Is linking under attack in Europe?

by Wayne Beynon on August 12, 2014

Nicknamed the ‘Google Fee’, new legislation in Spain requires news aggregators to compensate publishers financially if they link to their content. Aggregators that fail to pay publishers can now be fined anywhere between €30,000 and €300,000.

Spanish websites can still provide links and hyperlinks to other sites, but they will have to pay for the right to include any photos or snippets of text from the sources in question. The law is the brainchild of media groups and is predictably more about money than anything else. The main target is Google News, which provides a photo and two or three lines of text from articles each time a user searches for something.

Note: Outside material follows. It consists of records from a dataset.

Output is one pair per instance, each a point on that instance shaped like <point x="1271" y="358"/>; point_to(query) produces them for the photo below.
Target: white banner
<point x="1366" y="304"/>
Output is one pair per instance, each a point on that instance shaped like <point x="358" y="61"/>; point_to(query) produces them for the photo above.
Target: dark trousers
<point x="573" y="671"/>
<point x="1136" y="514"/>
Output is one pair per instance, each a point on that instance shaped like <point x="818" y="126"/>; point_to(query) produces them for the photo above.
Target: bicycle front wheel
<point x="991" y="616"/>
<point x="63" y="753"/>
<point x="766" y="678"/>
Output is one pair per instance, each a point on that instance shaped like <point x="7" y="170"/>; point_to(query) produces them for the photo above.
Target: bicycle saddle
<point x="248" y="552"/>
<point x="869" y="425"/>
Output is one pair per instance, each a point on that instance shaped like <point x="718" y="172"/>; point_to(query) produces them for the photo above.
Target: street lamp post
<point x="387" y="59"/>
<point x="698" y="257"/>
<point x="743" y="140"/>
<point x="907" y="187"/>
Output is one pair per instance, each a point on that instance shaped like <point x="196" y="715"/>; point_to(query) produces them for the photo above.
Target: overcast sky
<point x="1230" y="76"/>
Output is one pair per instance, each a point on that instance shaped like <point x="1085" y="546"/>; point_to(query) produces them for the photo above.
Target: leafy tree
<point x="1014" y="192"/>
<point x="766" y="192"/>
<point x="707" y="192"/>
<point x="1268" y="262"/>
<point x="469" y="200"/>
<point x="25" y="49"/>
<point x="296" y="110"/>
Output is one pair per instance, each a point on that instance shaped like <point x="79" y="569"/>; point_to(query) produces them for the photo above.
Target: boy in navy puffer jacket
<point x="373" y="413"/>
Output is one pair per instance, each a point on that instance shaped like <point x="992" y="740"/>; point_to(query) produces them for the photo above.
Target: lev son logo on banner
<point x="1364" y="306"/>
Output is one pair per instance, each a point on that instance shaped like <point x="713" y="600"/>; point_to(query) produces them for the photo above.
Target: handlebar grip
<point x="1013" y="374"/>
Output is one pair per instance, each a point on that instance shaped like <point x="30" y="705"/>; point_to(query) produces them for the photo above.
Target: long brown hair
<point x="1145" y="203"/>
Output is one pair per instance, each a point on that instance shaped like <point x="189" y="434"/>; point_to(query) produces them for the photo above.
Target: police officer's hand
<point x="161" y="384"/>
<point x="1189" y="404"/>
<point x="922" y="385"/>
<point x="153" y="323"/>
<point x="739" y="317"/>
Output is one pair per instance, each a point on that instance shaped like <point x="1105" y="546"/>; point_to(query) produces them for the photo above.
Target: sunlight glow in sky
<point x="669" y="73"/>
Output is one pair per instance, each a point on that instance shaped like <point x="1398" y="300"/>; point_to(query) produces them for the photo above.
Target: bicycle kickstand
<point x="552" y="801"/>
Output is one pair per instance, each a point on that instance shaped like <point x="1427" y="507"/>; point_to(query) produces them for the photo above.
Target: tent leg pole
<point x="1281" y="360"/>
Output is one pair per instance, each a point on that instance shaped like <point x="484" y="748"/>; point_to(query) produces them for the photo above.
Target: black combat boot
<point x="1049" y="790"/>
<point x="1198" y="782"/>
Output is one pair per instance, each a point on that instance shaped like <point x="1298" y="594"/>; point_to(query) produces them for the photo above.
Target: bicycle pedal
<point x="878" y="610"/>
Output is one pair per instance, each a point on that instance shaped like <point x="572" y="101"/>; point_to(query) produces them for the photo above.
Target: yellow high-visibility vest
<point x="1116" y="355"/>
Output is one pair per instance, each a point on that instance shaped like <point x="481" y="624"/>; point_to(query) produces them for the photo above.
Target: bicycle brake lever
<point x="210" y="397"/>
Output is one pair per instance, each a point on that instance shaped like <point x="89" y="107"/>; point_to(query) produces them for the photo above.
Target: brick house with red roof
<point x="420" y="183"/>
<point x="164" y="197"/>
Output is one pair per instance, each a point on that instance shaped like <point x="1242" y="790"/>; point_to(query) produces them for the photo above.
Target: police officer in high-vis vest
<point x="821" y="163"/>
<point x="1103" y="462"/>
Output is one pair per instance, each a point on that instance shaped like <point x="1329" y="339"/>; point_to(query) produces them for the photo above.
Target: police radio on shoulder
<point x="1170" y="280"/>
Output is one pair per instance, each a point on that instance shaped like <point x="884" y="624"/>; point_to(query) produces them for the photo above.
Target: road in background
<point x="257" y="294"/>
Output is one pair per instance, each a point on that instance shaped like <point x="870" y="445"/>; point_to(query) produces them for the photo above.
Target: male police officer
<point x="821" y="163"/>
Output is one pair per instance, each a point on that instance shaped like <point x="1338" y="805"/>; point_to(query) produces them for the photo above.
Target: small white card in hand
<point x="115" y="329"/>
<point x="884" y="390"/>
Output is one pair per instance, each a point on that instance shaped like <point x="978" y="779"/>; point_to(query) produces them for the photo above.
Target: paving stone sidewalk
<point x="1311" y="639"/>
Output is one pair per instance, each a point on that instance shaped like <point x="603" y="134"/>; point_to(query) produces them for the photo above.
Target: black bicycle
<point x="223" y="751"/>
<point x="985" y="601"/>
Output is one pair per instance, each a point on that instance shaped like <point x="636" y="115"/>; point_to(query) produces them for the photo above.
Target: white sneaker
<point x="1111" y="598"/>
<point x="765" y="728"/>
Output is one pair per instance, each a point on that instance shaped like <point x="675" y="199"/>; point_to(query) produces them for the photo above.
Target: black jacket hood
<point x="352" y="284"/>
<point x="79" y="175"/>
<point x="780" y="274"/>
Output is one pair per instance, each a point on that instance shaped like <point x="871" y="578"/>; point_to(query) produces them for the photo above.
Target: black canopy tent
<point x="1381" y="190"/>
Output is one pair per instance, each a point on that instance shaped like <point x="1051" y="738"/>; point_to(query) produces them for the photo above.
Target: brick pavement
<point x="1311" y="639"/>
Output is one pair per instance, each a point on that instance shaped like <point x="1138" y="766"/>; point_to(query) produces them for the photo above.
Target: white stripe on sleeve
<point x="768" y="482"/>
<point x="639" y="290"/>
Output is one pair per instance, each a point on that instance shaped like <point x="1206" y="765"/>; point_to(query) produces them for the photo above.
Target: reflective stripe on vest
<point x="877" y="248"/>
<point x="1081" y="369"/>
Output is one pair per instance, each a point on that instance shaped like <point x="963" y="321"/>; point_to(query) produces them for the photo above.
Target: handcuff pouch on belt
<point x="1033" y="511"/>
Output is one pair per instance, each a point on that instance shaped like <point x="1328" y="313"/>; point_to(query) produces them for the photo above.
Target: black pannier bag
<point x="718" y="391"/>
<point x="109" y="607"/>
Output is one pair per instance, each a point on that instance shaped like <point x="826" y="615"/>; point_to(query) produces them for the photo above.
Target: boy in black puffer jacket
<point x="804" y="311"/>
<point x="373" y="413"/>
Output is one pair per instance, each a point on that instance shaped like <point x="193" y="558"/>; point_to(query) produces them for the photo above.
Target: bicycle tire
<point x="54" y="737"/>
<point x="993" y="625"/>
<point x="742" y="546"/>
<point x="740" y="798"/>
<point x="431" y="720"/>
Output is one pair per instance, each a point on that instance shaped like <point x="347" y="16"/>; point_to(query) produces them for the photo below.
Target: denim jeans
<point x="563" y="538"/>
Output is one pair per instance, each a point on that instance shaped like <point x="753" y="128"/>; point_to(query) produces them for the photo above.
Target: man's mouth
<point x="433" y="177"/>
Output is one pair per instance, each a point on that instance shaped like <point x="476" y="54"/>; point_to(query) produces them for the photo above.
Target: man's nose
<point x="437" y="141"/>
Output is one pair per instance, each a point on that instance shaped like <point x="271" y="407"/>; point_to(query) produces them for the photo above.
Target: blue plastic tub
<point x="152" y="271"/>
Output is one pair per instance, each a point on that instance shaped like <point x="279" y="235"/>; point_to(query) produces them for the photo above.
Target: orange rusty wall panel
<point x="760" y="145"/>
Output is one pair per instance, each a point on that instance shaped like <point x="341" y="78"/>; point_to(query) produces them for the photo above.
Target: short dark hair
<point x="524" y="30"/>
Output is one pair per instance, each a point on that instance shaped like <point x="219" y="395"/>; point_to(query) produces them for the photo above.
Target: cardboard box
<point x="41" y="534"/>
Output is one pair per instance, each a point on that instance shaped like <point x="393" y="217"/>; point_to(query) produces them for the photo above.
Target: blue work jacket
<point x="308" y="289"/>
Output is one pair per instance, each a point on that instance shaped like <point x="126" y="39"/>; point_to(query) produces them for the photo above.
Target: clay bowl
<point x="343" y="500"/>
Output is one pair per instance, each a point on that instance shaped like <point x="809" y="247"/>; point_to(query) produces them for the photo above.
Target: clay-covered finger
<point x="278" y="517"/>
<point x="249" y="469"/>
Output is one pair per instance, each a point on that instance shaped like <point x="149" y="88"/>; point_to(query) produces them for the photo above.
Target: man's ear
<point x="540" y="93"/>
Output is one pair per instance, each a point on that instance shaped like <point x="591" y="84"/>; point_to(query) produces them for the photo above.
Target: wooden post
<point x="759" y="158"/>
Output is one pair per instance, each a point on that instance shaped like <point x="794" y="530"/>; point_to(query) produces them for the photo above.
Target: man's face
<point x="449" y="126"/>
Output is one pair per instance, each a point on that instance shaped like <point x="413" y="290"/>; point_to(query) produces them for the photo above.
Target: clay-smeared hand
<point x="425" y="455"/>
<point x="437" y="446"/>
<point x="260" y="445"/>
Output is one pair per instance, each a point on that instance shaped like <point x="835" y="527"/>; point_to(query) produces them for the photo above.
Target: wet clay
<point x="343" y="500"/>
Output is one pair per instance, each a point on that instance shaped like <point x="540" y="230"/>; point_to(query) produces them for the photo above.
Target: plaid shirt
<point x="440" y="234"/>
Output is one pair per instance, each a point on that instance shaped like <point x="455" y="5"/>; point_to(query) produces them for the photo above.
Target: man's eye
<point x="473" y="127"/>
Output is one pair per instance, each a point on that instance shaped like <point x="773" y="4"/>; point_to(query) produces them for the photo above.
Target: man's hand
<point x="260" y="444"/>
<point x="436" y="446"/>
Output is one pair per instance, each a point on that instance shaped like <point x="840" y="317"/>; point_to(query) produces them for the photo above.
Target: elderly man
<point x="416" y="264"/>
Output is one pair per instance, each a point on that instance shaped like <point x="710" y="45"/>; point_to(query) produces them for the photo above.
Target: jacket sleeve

The law is almost a carbon-copy of a German law that came into effect last year – which was also designed to make Google News pay for the free links it provides. In that case, Google simply noted that the ‘News’ service is ad-free and therefore raises no direct revenue. It also said it would provide all publishers the ability to ‘opt-in’, and would not link to sites that didn’t. Unsurprisingly, all major German newspapers have opted-in, because of the loss of traffic they experienced by not being on Google News. Even though they vowed not to give up the fight, they have still not been paid anything by the American corporation.

The fact is major publishers need Google, and they are highly unlikely to shun the search engine even if they are not financially compensated. The losers of the law then are smaller news aggregators that publishers do not rely on for high traffic volume, but can now potentially sue.

There is also trepidation among social media users in the country. If the Spanish government is truly serious about cracking down on a major entity such as Google, what is to stop it fining normal internet users who post links in a Facebook status or a tweet?

And before Brits assume this is limited to the continent, there is reason to believe the practice could become EU law. In recent years, France and Belgium have taken similarly harsh stances on Google, and along with Spain and Germany, they represent most of the major players within the European political spectrum. The EU also has a history of standing up to Google on copyright issues. In May of this year for example, the European Commission famously ruled that “Google and other search engines must remove data from past results if requested to do so by a member of the public.” Dubbed the ‘right to be forgotten’ by many, the ruling was the conclusion of a five year case between Spanish blogger Mario Costeja González and Google.

As mentioned though, the fact remains that publishers need major search engines and the traffic their links generate. Spain and Brussels seem to be to determined to establish any way of fining Google over its use of content, but the situation may well play exactly as it has in Germany – rather uneventfully.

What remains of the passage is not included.